With the following rules iptables can distinguish the traffic type and choose the right proxy. HTTP traffic comes on 80/tcp port and is redirected to the gateway's 12346 port, secure HTTP comes on 443/tcp and is redirected to the 12347 port, and all others to the 12345 port, which actually means the SOCKS proxy. SOCKS proxy is not an application aware proxy as HTTP(S), it can only allow or refuse connections without any further inspection like virus scanning and caching. This is the reason why, for example, SSH connections will be possible.

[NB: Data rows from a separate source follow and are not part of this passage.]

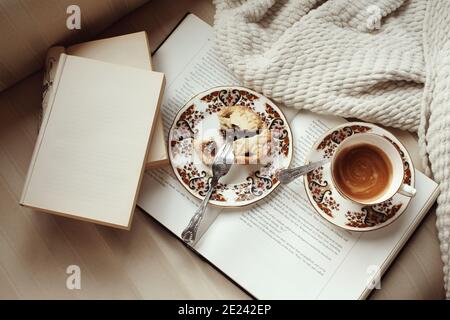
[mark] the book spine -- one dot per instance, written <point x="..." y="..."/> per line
<point x="46" y="115"/>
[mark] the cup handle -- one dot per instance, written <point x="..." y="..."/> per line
<point x="407" y="190"/>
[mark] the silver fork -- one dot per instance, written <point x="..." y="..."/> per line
<point x="221" y="165"/>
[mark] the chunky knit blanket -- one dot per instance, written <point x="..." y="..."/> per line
<point x="384" y="61"/>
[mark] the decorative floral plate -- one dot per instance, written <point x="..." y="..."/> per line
<point x="244" y="184"/>
<point x="339" y="210"/>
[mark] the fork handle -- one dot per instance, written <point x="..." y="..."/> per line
<point x="189" y="234"/>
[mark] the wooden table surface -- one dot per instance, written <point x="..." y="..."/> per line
<point x="146" y="262"/>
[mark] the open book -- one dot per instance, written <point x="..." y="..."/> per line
<point x="272" y="253"/>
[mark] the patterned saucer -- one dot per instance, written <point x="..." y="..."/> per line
<point x="339" y="210"/>
<point x="244" y="184"/>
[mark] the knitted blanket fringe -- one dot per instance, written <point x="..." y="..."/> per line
<point x="383" y="61"/>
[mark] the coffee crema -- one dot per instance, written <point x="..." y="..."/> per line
<point x="363" y="172"/>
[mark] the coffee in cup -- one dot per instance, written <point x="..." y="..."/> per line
<point x="367" y="169"/>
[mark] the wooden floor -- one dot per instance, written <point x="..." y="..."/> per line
<point x="147" y="262"/>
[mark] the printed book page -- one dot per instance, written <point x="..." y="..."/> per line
<point x="298" y="254"/>
<point x="286" y="250"/>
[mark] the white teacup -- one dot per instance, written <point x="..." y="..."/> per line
<point x="389" y="152"/>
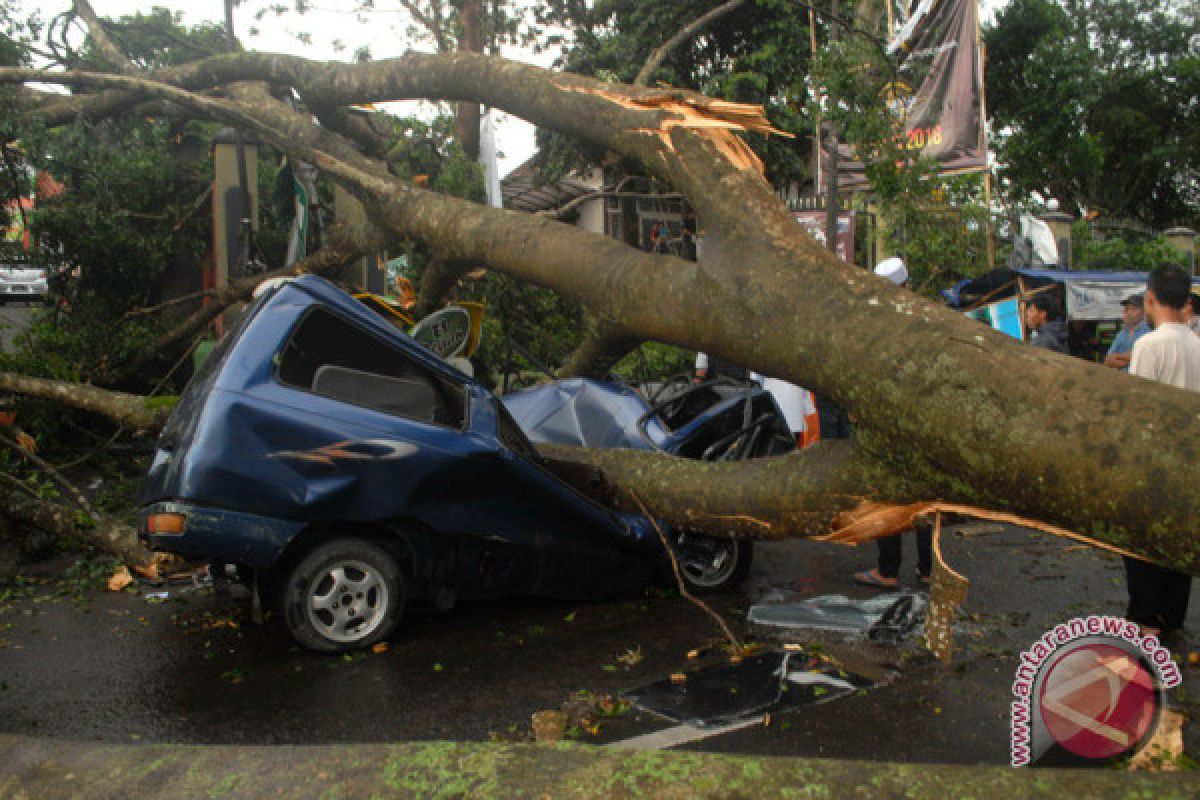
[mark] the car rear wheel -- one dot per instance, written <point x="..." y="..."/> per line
<point x="345" y="594"/>
<point x="711" y="564"/>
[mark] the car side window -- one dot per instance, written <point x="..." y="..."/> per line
<point x="335" y="359"/>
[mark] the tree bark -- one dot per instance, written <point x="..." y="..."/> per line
<point x="107" y="534"/>
<point x="684" y="35"/>
<point x="135" y="411"/>
<point x="100" y="37"/>
<point x="958" y="409"/>
<point x="471" y="40"/>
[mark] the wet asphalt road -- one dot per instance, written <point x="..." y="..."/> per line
<point x="117" y="667"/>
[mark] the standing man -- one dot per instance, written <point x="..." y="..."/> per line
<point x="1048" y="329"/>
<point x="1192" y="313"/>
<point x="886" y="575"/>
<point x="1170" y="354"/>
<point x="1133" y="313"/>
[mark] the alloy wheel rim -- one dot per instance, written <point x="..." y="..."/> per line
<point x="348" y="601"/>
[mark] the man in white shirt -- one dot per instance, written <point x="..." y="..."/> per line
<point x="1170" y="354"/>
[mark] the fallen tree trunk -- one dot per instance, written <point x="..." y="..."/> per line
<point x="135" y="411"/>
<point x="107" y="534"/>
<point x="963" y="411"/>
<point x="55" y="768"/>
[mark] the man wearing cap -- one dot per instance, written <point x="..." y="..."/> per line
<point x="1132" y="310"/>
<point x="894" y="270"/>
<point x="887" y="573"/>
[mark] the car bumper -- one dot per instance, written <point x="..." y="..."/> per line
<point x="220" y="535"/>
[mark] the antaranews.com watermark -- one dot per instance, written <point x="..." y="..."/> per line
<point x="1090" y="690"/>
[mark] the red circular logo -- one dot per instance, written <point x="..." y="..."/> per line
<point x="1098" y="701"/>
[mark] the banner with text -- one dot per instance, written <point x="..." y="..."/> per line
<point x="942" y="118"/>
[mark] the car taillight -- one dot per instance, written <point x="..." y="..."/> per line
<point x="166" y="523"/>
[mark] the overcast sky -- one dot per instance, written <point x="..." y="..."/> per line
<point x="328" y="23"/>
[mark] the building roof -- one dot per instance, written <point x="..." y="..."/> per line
<point x="523" y="191"/>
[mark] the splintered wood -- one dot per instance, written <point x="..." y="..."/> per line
<point x="870" y="521"/>
<point x="947" y="591"/>
<point x="718" y="120"/>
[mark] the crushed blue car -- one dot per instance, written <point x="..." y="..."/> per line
<point x="709" y="421"/>
<point x="349" y="473"/>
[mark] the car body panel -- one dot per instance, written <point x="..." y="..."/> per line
<point x="243" y="443"/>
<point x="22" y="282"/>
<point x="592" y="414"/>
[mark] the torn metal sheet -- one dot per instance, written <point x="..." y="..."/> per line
<point x="886" y="619"/>
<point x="725" y="693"/>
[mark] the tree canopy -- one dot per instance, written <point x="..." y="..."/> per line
<point x="1092" y="103"/>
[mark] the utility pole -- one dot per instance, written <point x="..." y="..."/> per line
<point x="832" y="173"/>
<point x="239" y="264"/>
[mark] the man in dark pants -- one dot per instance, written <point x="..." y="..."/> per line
<point x="1170" y="354"/>
<point x="887" y="573"/>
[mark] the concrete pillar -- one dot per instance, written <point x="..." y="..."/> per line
<point x="228" y="209"/>
<point x="1060" y="226"/>
<point x="1183" y="240"/>
<point x="369" y="272"/>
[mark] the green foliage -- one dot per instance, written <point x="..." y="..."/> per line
<point x="1121" y="250"/>
<point x="939" y="224"/>
<point x="1092" y="102"/>
<point x="755" y="54"/>
<point x="126" y="216"/>
<point x="156" y="38"/>
<point x="654" y="361"/>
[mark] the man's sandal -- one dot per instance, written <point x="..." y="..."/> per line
<point x="873" y="578"/>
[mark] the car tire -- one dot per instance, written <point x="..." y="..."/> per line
<point x="711" y="564"/>
<point x="343" y="595"/>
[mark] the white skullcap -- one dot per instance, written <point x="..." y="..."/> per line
<point x="892" y="269"/>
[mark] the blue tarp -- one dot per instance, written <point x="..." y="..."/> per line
<point x="1092" y="294"/>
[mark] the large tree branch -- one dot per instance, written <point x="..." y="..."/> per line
<point x="108" y="50"/>
<point x="965" y="411"/>
<point x="683" y="35"/>
<point x="345" y="246"/>
<point x="133" y="411"/>
<point x="431" y="24"/>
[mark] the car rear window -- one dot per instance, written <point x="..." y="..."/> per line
<point x="333" y="358"/>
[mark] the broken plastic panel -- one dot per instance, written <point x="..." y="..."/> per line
<point x="887" y="619"/>
<point x="729" y="692"/>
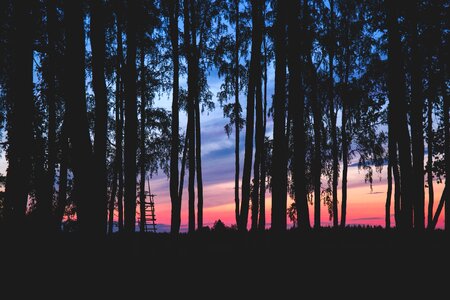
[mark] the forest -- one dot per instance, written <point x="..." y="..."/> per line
<point x="82" y="132"/>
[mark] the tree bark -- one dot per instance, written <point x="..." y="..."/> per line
<point x="175" y="200"/>
<point x="396" y="89"/>
<point x="78" y="126"/>
<point x="142" y="160"/>
<point x="279" y="160"/>
<point x="98" y="13"/>
<point x="20" y="100"/>
<point x="191" y="113"/>
<point x="237" y="113"/>
<point x="334" y="146"/>
<point x="417" y="105"/>
<point x="297" y="98"/>
<point x="317" y="116"/>
<point x="130" y="119"/>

# All other TCP connections must be redirected to redsocks ports
iptables -t nat -A REDSOCKS -p tcp -m tcp --dport 443 -j REDIRECT --to-ports 12347
iptables -t nat -A REDSOCKS -p tcp -m tcp --dport 80 -j REDIRECT --to-ports 12346
iptables -t nat -A REDSOCKS -p tcp -m tcp -j REDIRECT --to-ports 12345

However, in the above network diagram I didn't mentioned (sorry :) ) I have an OpenVPN service as well, so the following two rules will handle not just the endpoints' traffic but the VPN's too.

# if it cames in on em2 or tun0 (internal network or VPN), and it is TCP, send it to REDSOCKS
iptables -t nat -A PREROUTING -i em2 -p tcp -j REDSOCKS
iptables -t nat -A PREROUTING -i tun0 -p tcp -j REDSOCKS

In general it is useful to handle connections initiated on the gateway in a same way:

# if it is locally originated it also send to REDSOCKS
iptables -t nat -A OUTPUT -p tcp -j REDSOCKS

That's all. We have successfully hidden our corporate proxy, at least while we use only TCP connections. Other protocols will be discussed in an other post.

Just a side note: it is absolutely correct that tracapath shows something different then you expect at first.